JOE: It’s alright. Now scoot, and get ready for the last song.
(Monkey Leaves)
JOE: Hmmm…. One last coin. Better make it a good wish…. We don’t want any
problems like before…. I know! I wish that from now on, the wishing well only granted
really really really REALLY important wishes.
(Throws the coin into the well.)
JOE: There. That ought to do it! It goes to show, be careful what you wish for ‘cause
you might just get it.
Do you think we have time for one last song!?
(calling back stage)
Come on out and say good bye everyone!
Learn the language
So the ducks gave a party and invited ev’ryone.
‘Cause they wanted all the animals to come and join the fun.

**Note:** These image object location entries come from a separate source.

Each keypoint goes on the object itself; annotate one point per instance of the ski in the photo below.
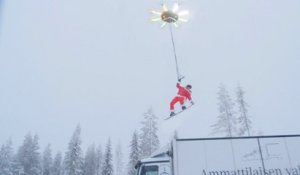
(178, 112)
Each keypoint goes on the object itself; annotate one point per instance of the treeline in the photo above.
(29, 159)
(233, 118)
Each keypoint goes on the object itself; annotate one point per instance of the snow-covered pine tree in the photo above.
(134, 154)
(47, 161)
(119, 164)
(28, 156)
(226, 122)
(90, 161)
(107, 168)
(99, 160)
(243, 118)
(6, 159)
(149, 141)
(57, 164)
(74, 157)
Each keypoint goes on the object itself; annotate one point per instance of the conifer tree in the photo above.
(149, 141)
(119, 160)
(107, 168)
(57, 164)
(47, 161)
(226, 122)
(6, 159)
(99, 160)
(90, 161)
(74, 157)
(28, 156)
(243, 118)
(134, 154)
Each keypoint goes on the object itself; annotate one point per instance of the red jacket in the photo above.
(182, 91)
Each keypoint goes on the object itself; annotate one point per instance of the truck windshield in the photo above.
(149, 170)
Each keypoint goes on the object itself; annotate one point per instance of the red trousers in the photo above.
(175, 100)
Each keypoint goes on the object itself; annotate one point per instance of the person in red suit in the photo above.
(184, 94)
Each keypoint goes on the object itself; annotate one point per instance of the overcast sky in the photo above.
(102, 64)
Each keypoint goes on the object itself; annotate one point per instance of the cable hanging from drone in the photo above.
(173, 16)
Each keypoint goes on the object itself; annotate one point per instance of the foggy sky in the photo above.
(102, 64)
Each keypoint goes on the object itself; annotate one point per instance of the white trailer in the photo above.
(257, 155)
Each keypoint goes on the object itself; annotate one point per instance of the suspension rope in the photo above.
(174, 51)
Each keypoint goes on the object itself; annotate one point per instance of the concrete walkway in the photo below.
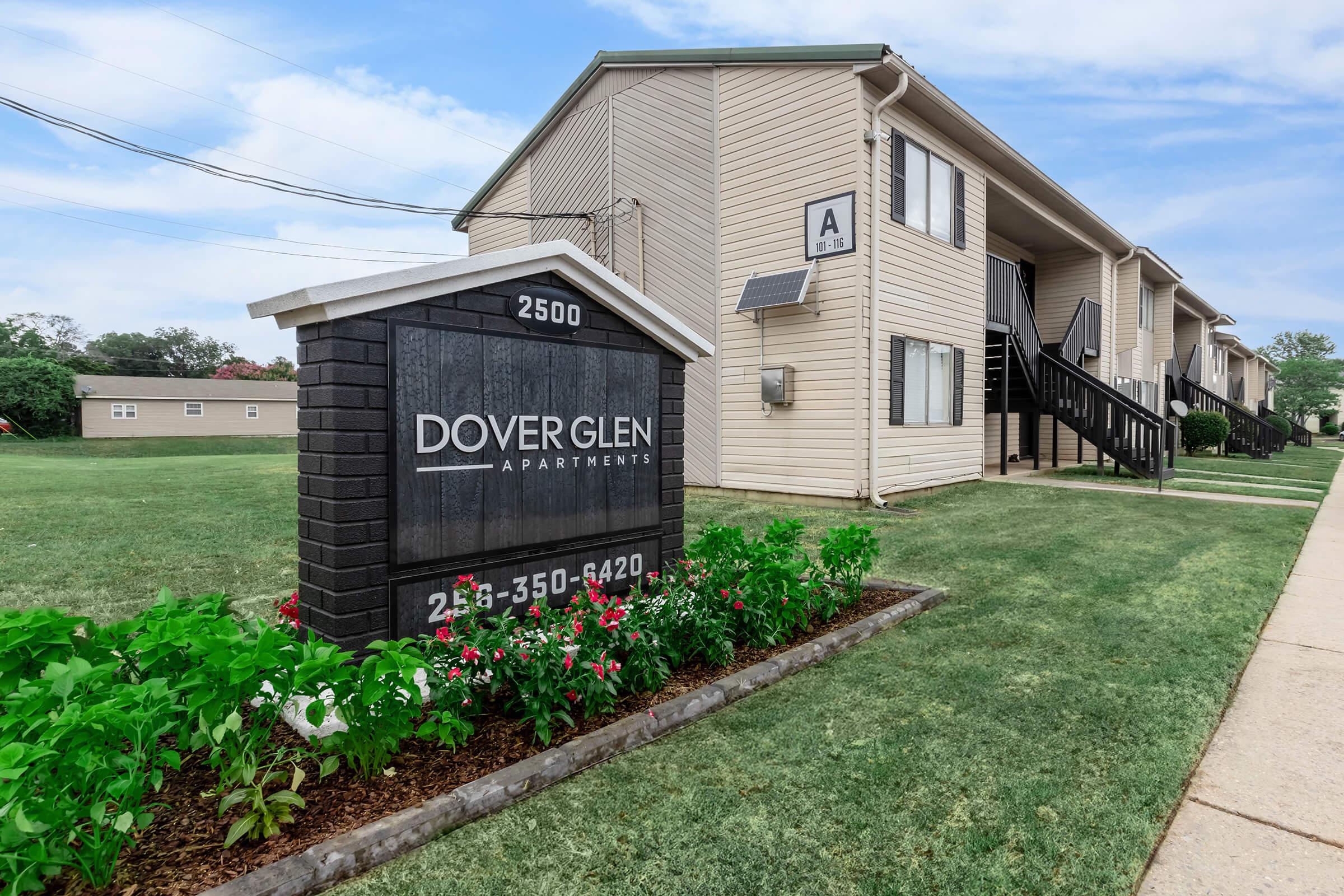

But they had a little problem and it didn’t go as planned.
‘Cause they only spoke in ‘duck’ which no-one else could understand!
And the ducks said, “Quack, quack, quack, quack, quack!”
And then they said, “Quack, quack, quack, quack, quack!”
And at last they said, “Quack, quack, quack, quack,
quack, quack, quack, quack,
quack, quack, quack, quack,
quack, quack quack!”
And all the other animals said, “What?”